Наконец анархизм в новейших стадиях его развития приходит к убеждению, что революция вообще и анархическая в частности не декретируется «верхами», революционным правительством и не срывается «сознательным инициативным меньшинством» или случайной кучкой «заговорщиков», не совершается «низами», являясь творческим выражением «бунта», идущего непосредственно из «массы». Но дух «созидающий», в отличие от духа «погромного», может найти себе выражение не в случайных и «бесцельных» взрывах толпы, но в свободной ассоциации, поставившей сознательно определенные цели в духе анархического мировоззрения. Отсюда анархизм понимает социальное творчество как самодеятельность заинтересованного класса.
Классовая аполитическая организация является поэтому не только лучшей, но и единственно моральной и технически целесообразной формой анархического выступления. Акты «одиночек» и «кучек» могут в известных случаях иметь педагогическое значение и могут быть нравственно оправданы, но к ним сводить всю анархистическую тактику – значило бы обречь ее на полное бесплодие.
Так анархизм из бунтарского настроения личности преобразуется постепенно в организованный революционаризм масс.
Теперь должно быть ясно коренное различие между абсолютным индивидуализмом и анархизмом.
Первый – есть настроение свободолюбивой личности, ни к чему ее не обязывающее и потому, по существу, безответственное. Второй – социальная деятельность, строящаяся на исповедывании определенных принципов и влекущая для каждого деятеля моральную ответственность.
Первый ведет к установлению власти, усилению гнета, второй несет в себе подлинно освобождающий смысл. Первый предполагает освобождение единиц за счет общественности, второй освобождает личность через свободную общественность[3 - Индивидуалистические принципы лежат в основании и либерального мировоззрения. Но либеральный индивидуализм не имеет ничего общего с анархическим, ибо в основу его легли разнообразные формы ограничения личной свободы – право эксплуатации одних другими при добровольном признании власти как начала, обеспечивающего «общее благо».].
Наконец чистый индивидуализм, как на это неоднократно указывалось, антиномичен, т. е. внутренне противоречив и неизбежно ведет к самоотрицанию.
У сильной индивидуальности безграничная свобода, бесспорно, является стимулом к чрезвычайному развитию личной мощи за счет слабых индивидуальностей.

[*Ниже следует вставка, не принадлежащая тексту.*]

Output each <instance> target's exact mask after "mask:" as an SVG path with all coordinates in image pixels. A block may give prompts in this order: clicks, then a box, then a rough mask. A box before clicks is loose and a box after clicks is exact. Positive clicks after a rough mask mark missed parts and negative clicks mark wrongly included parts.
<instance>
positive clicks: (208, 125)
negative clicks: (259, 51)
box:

Это неизбежно должно повести к своеобразному «аристократическому» отбору, который для обеспечения своей свободы и безопасности порабощает все окружающее. Но, с одной стороны, устранение борьбы и мирное пользование неограниченной властью ведет неизбежно к вырождению избранных и преобразует в последующих поколениях силу в слабость, с другой, вызывает в порабощенных дух протеста против ослабевшего властителя и зовет их к борьбе, неизбежно кончающейся поражением поработителя. Эту мысль прекрасно выразил Зикмель: «…аристократы, выделившиеся из общего уровня, на некоторое время создают для себя особый высший уровень жизни. В новой обстановке они, однако, постепенно утрачивают жизнеспособность, между тем как масса, пользуясь выгодами большого числа, ее сохраняет».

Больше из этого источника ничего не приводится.